Recently, I zeroed my marketing business in on the software industry. I’d been preaching the benefits of having a niche, and yet I didn’t have one. Once I made that decision, I needed to start attracting software companies to my marketing firm. But how to do that?
I started with my content. I’ve been blogging about marketing for years, but now I needed to tighten the reins a bit so that my audience — software company owners and CEOs — would find my content and feel I was speaking to them. Imagine how much more engaged your audience — each individual buyer — would feel if your content said, “Hey you! Yes you. I understand exactly what you’re going through, and this article/ebook/web copy will tell you what to do to solve your problem.”
Here’s what I did, and what you can do too.
I was extremely nervous about turning off any other potential customer that might happen across my site if I made it overtly focused on the software industry, so I made subtle changes. I turned the copy into a conversation I imagined I was having with that software CEO:
- Are your halfhearted attempts at managing your social media pages costing you more than they’re making you?
- Did you hire an inexperienced intern to help you with your web presence, only to end up managing it yourself?
- Do you find yourself spending time trying to write blog content that you should be spending on growing your company?
These were problems I imagined he could identify with.
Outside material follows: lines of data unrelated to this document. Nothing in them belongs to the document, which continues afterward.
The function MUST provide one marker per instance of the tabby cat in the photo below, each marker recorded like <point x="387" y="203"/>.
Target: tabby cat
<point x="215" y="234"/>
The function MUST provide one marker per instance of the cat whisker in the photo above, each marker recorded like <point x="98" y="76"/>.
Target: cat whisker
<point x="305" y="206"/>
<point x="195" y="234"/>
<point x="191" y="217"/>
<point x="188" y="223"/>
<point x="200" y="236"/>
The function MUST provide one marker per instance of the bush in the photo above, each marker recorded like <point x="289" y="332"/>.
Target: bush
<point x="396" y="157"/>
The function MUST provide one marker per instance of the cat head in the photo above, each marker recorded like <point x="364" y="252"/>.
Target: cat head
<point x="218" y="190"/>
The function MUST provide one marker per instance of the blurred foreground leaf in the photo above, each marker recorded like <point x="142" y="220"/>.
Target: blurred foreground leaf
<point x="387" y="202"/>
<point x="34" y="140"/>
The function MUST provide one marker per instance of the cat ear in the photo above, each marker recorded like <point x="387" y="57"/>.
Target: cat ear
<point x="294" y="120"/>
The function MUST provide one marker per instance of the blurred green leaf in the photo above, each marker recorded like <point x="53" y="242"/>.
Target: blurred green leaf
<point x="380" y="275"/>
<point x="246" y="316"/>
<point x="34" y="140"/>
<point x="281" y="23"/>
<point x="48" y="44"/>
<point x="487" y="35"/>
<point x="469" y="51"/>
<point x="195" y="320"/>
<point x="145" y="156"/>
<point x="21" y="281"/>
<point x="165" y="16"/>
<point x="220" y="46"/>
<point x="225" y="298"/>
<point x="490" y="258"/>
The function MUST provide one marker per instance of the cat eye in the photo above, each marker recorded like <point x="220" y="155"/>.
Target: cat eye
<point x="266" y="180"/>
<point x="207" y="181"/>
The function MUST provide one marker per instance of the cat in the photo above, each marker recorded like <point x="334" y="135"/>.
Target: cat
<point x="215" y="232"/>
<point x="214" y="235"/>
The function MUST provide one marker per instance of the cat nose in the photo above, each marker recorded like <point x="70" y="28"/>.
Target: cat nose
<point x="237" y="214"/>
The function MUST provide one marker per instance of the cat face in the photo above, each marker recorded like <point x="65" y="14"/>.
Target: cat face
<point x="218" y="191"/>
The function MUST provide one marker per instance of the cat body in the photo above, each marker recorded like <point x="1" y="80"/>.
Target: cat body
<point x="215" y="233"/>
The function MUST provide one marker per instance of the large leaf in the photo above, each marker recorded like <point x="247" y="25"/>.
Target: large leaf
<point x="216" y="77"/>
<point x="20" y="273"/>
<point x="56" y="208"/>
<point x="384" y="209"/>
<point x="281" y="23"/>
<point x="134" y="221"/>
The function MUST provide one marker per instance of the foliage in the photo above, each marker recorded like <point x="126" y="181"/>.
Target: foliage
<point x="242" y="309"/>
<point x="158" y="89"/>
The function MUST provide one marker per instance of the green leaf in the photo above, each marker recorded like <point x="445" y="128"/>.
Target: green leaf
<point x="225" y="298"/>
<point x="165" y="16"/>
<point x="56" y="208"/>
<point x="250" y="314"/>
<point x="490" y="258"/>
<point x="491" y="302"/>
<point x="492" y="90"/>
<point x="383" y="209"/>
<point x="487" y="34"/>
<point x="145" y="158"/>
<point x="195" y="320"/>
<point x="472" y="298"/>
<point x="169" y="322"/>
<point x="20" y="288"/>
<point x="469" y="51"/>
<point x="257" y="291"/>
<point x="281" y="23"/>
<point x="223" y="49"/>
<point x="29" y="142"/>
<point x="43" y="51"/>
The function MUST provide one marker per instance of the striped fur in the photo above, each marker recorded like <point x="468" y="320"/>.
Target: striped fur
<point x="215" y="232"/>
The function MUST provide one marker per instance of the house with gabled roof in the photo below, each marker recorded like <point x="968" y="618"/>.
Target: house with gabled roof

If he could relate, he could keep reading. Only once do I use the word “software” on the site. Subtle, right? Yet I’ve gotten several software leads since making the change.
Not wanting to alienate my existing readership of small business owners and marketing managers, I decided against turning all my blog’s content into software-related posts. I do, however, from time to time write a post that speaks to that audience. Because my blog is more an example of the kinds of content we can write for clients, I felt it was fine to stick to a lesser-niched audience for the content.
Still, I needed a way to connect with software companies. So I decided to write an ebook: 10 Reasons Your Software Company Should Be Blogging Right Now! It’s pretty obvious who the audience for this is. I set it up so that visitors to the site can subscribe to my company newsletter and get the ebook free. That way I know exactly who my subscribers are, and I can craft better-targeted content for them.
I’m still sharing general marketing content on social, but I have started following software companies. I set up a stream to monitor posts using “small business” and “software,” and I follow relevant people who tweet using those keywords. In fact, as a result, I secured a software client!
The better you focus your content marketing efforts, the more you’ll attract the kinds of customers you want. Don’t be afraid of alienating everyone else; you’d be surprised how much more business you can attract simply by being more direct in your messaging.